21 de julho de 2005

a cara mais expressiva do cinema

ando a ler, em modo petisco, umas crónicas deliciosas do Vinicius de Moraes sobre cinema
aqui fica a que ele escreveu sobre a cara mais expressiva do cinema

A imagem de Joana D'Arc

Poucas coisas serão tão belas quanto a imagem de Joana d'Arc criada por Joseph-Delteil. Não será talvez tão autêntica quanto a de Bemanos, onde se pode quase sentir a criatura física, isenta de toda a legenda, relapsa e santa, a pobre heróica e frágil camponesinha de Domremy. Mas é muito mais rica de se imaginar. Delteil, infinitamente menor que Bemanos, plasmou a visão de Joana d’Arc em palavras que são pura substância e cor. O livro é uma paisagem constante de campos em pastoral, um constante sentir de perfumes, um eterno ondular de trigais, uma riqueza de vinhas e de bom pão, tudo tão limpo, tão arejado, tão simples.
O que é mais curioso é que Delteil consegue isso com um fino trabalho de técnica verbal, tão fino e leve que, a bem dizer, desaparece para suspender um estado infantil de beleza. O vigor das palavras que usa constantemente, palavras elementares da natureza, assim dosado, empresta uma grande e saudável magia a tudo, como uma lembrança da realidade e sonho confundidos.
É um livrinho inesquecível, que se lê entre alegre e chorando, mas de um só olhar, muito adorável que é. A Joana d'Arc de Bemanos abre uma ferida na carne da gente: dói, machuca, tão viva, tão humana, tão como qualquer um de nós.
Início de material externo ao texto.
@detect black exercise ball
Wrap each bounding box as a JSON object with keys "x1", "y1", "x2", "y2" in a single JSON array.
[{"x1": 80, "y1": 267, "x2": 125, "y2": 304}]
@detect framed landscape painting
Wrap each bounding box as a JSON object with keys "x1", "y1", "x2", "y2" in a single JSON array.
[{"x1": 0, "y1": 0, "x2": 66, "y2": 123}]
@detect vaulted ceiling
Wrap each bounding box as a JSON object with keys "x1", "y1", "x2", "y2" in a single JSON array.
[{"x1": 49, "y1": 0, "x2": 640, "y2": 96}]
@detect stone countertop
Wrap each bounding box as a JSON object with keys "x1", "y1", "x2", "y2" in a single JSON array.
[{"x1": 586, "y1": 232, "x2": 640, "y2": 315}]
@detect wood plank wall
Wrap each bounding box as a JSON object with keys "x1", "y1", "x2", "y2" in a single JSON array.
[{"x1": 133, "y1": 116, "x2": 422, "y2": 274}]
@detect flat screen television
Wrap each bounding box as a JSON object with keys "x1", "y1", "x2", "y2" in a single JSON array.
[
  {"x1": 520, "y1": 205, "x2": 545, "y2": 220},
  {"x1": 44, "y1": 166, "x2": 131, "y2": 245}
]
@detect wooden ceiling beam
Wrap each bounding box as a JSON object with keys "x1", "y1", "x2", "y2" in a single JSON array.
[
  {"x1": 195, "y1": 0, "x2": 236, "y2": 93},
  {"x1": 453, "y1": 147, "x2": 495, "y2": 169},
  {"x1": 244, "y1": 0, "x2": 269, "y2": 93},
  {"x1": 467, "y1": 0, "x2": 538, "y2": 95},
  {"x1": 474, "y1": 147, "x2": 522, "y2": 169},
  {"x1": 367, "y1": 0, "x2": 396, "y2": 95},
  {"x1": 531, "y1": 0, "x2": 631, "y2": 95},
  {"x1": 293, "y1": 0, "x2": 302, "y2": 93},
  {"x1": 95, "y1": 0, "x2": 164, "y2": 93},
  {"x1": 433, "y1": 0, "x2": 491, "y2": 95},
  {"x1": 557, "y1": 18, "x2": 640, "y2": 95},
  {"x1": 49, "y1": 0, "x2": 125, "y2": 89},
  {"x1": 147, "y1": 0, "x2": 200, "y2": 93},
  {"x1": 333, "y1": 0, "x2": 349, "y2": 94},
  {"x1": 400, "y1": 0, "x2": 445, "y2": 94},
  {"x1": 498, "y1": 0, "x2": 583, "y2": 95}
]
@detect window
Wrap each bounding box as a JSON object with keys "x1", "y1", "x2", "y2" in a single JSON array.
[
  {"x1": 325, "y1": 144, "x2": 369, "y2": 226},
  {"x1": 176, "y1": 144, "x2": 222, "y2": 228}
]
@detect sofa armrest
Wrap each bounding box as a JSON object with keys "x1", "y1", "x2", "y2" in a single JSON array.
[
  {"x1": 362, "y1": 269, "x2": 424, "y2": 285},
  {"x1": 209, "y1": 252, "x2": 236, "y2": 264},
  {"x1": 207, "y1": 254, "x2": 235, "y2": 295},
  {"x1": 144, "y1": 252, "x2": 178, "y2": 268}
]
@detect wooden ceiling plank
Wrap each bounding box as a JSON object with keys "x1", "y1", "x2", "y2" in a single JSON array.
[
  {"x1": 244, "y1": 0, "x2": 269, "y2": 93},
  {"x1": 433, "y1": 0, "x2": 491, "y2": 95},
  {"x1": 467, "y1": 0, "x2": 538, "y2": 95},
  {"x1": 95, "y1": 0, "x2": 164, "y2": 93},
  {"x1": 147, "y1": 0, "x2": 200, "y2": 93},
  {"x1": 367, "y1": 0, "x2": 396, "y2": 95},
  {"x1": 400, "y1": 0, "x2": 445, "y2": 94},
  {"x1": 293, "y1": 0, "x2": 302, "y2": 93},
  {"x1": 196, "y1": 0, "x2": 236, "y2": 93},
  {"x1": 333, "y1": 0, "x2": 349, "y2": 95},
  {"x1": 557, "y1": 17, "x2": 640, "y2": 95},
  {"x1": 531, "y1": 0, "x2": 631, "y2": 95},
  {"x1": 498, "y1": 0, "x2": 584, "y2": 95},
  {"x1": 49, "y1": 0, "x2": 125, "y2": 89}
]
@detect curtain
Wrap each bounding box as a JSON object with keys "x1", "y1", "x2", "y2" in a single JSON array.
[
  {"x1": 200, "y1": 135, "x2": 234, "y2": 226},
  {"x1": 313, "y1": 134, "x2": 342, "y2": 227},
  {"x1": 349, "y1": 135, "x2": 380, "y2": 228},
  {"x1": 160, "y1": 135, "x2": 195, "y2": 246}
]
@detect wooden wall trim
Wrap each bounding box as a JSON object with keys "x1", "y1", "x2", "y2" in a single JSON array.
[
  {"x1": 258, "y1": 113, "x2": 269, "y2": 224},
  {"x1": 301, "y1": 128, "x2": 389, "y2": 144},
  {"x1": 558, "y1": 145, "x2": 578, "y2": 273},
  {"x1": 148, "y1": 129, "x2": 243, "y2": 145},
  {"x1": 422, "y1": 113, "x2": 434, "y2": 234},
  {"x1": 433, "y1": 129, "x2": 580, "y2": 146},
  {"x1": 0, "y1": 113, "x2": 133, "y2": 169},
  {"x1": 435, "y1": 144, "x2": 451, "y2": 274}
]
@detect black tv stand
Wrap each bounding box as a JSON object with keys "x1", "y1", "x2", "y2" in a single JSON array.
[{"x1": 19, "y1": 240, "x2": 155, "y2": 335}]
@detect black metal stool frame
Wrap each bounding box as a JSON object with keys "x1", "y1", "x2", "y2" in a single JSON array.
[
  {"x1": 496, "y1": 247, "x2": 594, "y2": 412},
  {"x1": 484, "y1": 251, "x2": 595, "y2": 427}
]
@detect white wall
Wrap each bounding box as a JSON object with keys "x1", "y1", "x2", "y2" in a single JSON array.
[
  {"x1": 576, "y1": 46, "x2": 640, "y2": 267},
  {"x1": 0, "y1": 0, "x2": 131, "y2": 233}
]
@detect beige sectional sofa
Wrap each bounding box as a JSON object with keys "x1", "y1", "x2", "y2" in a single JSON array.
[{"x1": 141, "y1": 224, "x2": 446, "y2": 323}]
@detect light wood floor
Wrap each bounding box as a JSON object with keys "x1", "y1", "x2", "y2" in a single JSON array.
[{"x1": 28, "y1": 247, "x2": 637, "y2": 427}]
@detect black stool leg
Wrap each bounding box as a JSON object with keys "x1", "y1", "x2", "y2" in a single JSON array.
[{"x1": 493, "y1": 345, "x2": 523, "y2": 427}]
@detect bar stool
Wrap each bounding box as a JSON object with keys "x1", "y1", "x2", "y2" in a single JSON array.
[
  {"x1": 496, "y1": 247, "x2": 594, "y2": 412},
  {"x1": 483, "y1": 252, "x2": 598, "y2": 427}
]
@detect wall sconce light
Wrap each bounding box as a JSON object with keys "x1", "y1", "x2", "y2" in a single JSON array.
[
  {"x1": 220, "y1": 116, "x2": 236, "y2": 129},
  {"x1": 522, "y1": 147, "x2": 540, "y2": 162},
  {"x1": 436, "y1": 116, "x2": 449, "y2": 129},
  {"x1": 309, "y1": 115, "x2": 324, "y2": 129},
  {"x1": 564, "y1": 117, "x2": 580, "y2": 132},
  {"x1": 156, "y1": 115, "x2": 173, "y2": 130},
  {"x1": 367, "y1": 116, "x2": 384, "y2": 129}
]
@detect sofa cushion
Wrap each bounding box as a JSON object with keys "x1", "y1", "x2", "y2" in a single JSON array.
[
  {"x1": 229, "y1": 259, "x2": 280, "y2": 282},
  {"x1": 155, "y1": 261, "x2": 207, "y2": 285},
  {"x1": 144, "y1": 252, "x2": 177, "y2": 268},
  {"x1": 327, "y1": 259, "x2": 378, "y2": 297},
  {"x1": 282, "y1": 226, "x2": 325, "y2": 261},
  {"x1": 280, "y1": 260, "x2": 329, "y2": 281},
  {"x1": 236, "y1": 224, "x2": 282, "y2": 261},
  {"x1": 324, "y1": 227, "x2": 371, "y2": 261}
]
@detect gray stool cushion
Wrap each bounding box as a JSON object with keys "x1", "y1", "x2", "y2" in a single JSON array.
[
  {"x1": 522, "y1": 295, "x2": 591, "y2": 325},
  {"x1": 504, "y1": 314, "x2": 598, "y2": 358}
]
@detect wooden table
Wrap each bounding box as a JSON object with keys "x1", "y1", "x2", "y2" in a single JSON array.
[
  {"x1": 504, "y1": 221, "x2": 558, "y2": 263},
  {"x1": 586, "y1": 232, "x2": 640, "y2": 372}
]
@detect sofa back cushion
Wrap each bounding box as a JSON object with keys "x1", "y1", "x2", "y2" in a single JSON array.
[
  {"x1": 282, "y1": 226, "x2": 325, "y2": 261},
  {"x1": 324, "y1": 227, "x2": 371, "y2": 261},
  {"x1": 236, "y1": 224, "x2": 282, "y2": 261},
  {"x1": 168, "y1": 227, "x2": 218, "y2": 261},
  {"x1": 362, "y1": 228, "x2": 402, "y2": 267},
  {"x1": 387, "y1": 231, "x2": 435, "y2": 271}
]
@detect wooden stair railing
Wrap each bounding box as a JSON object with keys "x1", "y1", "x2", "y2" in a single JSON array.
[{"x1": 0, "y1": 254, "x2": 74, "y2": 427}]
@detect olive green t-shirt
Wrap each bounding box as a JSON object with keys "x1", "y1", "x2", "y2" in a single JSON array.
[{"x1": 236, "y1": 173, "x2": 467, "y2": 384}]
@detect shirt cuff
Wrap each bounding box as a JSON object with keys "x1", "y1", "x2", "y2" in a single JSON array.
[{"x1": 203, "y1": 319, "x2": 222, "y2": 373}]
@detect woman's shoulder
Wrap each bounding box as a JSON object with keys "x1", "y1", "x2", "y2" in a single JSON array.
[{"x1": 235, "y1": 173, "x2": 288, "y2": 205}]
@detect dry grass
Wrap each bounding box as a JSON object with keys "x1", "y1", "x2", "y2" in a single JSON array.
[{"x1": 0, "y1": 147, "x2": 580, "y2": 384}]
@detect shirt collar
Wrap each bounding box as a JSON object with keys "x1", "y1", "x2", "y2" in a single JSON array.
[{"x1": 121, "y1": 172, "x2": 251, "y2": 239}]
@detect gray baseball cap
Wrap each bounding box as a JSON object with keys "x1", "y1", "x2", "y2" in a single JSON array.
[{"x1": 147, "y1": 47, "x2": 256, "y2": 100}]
Essa pequena Joana perplexa é uma agonia em busca de um fim. Seu martírio é uma revolta terrível para quem o assiste, e sua covardia uma vontade de vingança que dá.
A Joana d’Arc de Bernard Shaw, confesso, por grande e especial tenha sido a felicidade do teatrólogo quando a criou, não deixa nada de bom nem de mau na gente. O demonismo sem objetivo de Shaw ainda uma vez prejudicou-lhe a criação. Sua Joana d'Arc pouco tem de francesa e mesmo sua perplexidade é uma coisa meio astuciosa. Das três só a de Delteil me trouxe alguma coisa de bom e tranqüilo.
Foi nela que Carl Dreyer, o grande cineasta, colheu inspiração para o seu filme: o filme é maior que o livro, maior que não importa o que se tenha dito ou escrito sobre Joana d'Arc. É a história da sua paixão e morte. Lembra um afresco colossal, em sua falta de progressão, em sua falta essencial de progressão. Palavra: Joana d’Arc é uma obra gigante em cinema. É a história dessa obra que me proponho trazer aqui, em crônicas próximas, porque dá-se que tive a sorte de conhecer ontem a Joana d'Arc de Dreyer. Mme. Falconetti, a grande intérprete francesa, escolhida pelo diretor entre muitas outras, entre as quais se achava a própria Pitoêff, se encontra, a bem dizer, perdida no Rio. Logo que a soube aqui fui procurá-la e tivemos uma grande conversa sobre Dreyer, o filme e tudo mais. Mme. Falconetti é uma rara figura. Poucos a sabem uma das maiores atrizes que a França já teve. Roberto Alvim Correia, que me falou sobre ela, contou-me sobre sua miraculosa interpretação na Phèdre de Racine. Seu próximo pronunciamento no seu debate sobre cinema e sua informação sobre Joana d’Arc fazem essa crônica feliz, muito feliz.